Wanneer beloningen en symbolische besparingen voor problemen zorgen
Wanneer een kind eraan gewend is om voor een beloning te werken, kan het erg moeilijk zijn om de beloning te 'vervagen' en te verwachten dat het gedrag zich voortzet. Kinderen met autisme houden van consistentie, en als ze gedurende een bepaalde periode dezelfde prijs hebben ontvangen voor hetzelfde gedrag, kan het erg schokkend zijn om die prijs weg te laten nemen.
Het kan ook moeilijk zijn om een nieuwe vaardigheid die wordt geleerd door het gebruik van een symbolische economie, te "generaliseren". Stel je bijvoorbeeld een kind voor dat tokens heeft verdiend voor het opsteken van zijn hand op school. Nu zit hij op de zondagsschool, waar geen tokens worden aangeboden. Terwijl een kind dat zich normaal ontwikkelt, ziet dat "school school is" en zijn hand blijft opsteken, of rondkijkt om te zien wat andere kinderen doen, is het onwaarschijnlijk dat kinderen met autisme dat ook doen. Om het opsteken van de hand in deze nieuwe setting aan te moedigen, zou het ook nodig zijn om de symbolische economie in de zondagsschool voort te zetten.
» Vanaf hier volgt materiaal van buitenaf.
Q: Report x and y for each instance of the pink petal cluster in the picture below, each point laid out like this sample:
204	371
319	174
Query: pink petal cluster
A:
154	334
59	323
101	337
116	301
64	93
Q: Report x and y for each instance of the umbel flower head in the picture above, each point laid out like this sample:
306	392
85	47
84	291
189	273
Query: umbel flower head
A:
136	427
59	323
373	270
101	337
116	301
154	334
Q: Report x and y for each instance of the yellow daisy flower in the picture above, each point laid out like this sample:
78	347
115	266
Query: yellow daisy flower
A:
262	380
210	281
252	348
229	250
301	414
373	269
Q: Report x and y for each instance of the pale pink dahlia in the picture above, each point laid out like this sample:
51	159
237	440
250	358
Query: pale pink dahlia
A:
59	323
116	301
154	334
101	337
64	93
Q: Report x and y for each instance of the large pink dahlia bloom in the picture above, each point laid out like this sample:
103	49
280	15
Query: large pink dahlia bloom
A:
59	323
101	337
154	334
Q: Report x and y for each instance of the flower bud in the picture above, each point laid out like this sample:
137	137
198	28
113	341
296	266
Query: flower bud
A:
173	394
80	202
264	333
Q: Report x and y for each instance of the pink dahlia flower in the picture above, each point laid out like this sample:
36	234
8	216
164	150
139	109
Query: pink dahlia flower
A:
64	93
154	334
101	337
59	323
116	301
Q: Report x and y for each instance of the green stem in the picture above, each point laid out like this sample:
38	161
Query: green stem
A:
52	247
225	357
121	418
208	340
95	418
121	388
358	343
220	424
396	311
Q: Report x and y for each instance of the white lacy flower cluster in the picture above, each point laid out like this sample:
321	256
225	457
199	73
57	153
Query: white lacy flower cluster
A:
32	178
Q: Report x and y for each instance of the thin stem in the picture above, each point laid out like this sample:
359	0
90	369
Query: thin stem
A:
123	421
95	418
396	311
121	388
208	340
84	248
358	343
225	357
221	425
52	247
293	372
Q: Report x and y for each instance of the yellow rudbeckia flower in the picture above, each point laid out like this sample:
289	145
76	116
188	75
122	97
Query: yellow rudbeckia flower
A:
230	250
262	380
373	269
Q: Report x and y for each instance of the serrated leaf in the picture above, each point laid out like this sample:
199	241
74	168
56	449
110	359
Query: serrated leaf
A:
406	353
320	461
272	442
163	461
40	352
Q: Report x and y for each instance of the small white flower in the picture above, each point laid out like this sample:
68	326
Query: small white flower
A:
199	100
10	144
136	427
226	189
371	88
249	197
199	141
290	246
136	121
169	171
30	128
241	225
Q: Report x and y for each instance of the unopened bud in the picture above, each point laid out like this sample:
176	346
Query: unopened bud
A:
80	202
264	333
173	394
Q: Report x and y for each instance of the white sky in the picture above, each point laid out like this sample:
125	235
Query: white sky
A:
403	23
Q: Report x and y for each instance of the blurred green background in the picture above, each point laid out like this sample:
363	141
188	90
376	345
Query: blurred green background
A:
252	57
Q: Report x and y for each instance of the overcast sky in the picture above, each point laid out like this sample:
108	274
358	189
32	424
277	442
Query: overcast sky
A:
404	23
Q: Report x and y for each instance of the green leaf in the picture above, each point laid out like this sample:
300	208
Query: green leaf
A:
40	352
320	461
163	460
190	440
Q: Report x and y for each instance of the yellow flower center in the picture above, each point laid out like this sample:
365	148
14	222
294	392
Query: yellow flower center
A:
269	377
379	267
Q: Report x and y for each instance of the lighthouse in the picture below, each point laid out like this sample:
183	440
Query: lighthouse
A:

Ten slotte worden voor sommige kinderen beloningen veel belangrijker dan het gewenste gedrag. Een kind dat de hele dag wacht om zijn speeltje te winnen, gedraagt zich misschien gepast, maar vindt het erg moeilijk om zich te concentreren op lessen of gesprekken, omdat hij zo bezorgd is over het winnen van zijn prijs aan het eind van de dag. Dit betekent dat, hoewel het gedrag aanwezig kan zijn, leren niet mogelijk is.
Het is duidelijk dat symbolische economieën een plaats hebben bij het onderwijzen en aanmoedigen van nieuw gedrag. De sleutel is om vooruit te plannen voor het proces van generalisatie en vervagende beloningen in de loop van de tijd.